Hyperliquid price and HYPE surge on RWA perps, but $50 target faces technical pullback
Hyperliquid price is consolidating near $39 after a 49% monthly rally and a 146.8% YoY gain. HYPE is trading around $39.03 (down ~2.6% today) with market cap near $9.31B and 24h volume around $246M.
Catalysts cited include HIP-3 open interest hitting a new all-time high (~$1.4B), with oil perps and tokenized real-world assets (oil/precious metals) increasingly dominating flows. Hyperliquid also expanded beyond crypto-native trading via Felix’s reported launch of 250+ US stocks and ETFs on the venue, reinforcing the shift toward multi-asset on-chain derivatives.
Traders’ focus remains split. On the bullish side, RSI readings range from ~63 (elevated but not extreme) and CoinCodex sentiment is broadly “Bullish” (25 positive vs 0 bearish indicators). On the risk side, price is still below the 50-day moving average, and short-term models warn of a possible drop toward ~$30.51 over five days (~23%).
Overall, Hyperliquid price strength is tied to expanding real-world derivatives liquidity, but the post-rally setup suggests elevated volatility and a near-term mean-reversion risk before any push toward the $50 area.
Neutral
The news is fundamentally supportive but technically cautious. On fundamentals, Hyperliquid price appears to be benefiting from real-world asset (RWA) expansion: oil perps and tokenized stocks/ETFs are drawing attention, and HIP-3 open interest near ~$1.4B signals growing derivatives depth. That kind of flow-driven liquidity expansion often underpins mid-to-long term demand for HYPE.

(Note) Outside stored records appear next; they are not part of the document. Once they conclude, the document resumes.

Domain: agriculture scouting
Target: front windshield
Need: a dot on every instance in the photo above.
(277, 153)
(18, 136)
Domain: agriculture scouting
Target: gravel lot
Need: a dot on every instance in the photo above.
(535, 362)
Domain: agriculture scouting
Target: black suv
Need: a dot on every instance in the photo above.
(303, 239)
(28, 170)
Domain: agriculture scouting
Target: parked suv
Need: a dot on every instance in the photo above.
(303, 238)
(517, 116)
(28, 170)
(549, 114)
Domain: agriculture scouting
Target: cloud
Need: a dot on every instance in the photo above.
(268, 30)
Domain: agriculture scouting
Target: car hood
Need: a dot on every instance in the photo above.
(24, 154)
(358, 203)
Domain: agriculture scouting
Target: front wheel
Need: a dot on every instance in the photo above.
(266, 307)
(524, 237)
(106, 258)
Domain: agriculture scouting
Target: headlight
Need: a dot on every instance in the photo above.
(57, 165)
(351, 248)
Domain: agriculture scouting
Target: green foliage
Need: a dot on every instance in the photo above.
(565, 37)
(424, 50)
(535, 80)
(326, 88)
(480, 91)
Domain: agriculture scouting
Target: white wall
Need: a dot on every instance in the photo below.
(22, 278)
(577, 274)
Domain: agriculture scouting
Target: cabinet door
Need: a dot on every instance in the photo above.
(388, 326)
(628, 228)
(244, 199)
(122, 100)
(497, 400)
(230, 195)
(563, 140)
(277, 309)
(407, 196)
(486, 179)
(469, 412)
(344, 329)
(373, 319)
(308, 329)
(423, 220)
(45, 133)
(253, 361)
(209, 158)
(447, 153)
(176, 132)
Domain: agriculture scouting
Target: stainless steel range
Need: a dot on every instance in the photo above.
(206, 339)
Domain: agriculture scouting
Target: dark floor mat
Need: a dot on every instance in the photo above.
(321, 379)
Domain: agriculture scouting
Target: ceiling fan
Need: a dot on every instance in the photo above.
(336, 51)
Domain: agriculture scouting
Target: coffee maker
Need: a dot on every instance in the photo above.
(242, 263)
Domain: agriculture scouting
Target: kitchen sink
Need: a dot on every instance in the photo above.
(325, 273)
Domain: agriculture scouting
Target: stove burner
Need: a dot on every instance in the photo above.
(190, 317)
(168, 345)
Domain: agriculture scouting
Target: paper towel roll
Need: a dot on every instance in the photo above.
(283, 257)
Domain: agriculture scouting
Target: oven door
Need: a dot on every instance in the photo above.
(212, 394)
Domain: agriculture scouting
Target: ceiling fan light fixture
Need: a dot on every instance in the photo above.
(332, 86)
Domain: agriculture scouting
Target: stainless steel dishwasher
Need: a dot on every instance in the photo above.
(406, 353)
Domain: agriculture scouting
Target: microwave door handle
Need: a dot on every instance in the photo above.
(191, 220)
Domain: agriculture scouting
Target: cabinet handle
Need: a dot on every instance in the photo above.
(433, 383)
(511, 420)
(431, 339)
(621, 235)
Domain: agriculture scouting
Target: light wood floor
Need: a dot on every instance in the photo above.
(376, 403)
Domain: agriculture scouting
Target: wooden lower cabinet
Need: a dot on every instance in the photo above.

However, the article flags near-term trading risk: Hyperliquid price is below the 50-day moving average and model projections point to a possible 5-day pullback toward ~$30.51. After large momentum bursts (e.g., prior cycles where perp liquidity surged alongside token incentives), traders frequently see profit-taking and liquidity re-pricing before the next leg higher.
So the likely market impact is neutral-to-choppy: bullish narrative supports dips, but technical mean reversion can dominate short-term order flow. If HYPE holds key supports cited around the high-$30s, the long-term bullish thesis can reassert; if it breaks, volatility could accelerate and delay any move toward the $50 area.